A noter que l’Académie française , prestigieuse institution a été fondée en 1635 sous le règne de Louis XIII, par le cardinal de Richelieu, son “chef et protecteur”.
Elle porte ce nom depuis le 20 mars 1634. Sa mission est de fixer la langue française, de lui donner des règles, de la rendre compréhensible par tous. Aujourd’hui, cette fonction est assurée par le chef de l’État. Sa mission consiste à travailler “à donner des règles certaines à la langue française et à la rendre pure, éloquente et capable de traiter les arts et les sciences”. Dans cet objectif, elle doit composer un dictionnaire : le « Dictionnaire de l’Académie française”. Elle distribue aussi des prix littéraires comme le Grand Prix du roman décerné au milieu du mois de novembre.

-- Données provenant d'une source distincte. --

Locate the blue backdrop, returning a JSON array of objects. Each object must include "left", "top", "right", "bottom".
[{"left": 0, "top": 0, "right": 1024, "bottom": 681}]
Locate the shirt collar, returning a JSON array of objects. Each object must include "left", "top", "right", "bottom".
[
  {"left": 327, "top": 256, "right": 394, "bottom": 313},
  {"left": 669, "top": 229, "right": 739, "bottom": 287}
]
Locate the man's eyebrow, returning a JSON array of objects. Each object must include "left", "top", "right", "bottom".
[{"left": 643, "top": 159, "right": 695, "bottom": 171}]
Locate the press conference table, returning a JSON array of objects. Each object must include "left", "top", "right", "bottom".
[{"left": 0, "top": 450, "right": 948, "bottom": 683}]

Depuis 1639, elle se compose de quarante membres élus, dits les « immortels », par les autres académiciens. Elle est la première des cinq académies qui constituent l’Institut de France. Elle rassemble des personnalités marquantes de la vie littéraire (poètes, romanciers, hommes de théâtre, critiques), des philosophes, des historiens, des hommes de science et, par tradition, des militaires de haut rang, des hommes d’État ainsi que des dignitaires religieux. Parmi les plus illustres : Montesquieu (1727), Marivaux (1742), Voltaire (1746), Chateaubriand (1811), Hugo (1841, après quatre candidatures) ou encore Pasteur (1881). Zola essuie 25 refus, quand Clemenceau, pas même candidat, est élu à l’unanimité en 1918. Tout comme le maréchal Pétain (1929), exclu en 1945…
Il n’existe aucune condition de titres ou de nationalité pour entrer dans la Compagnie, sinon celle d’avoir illustré la langue française.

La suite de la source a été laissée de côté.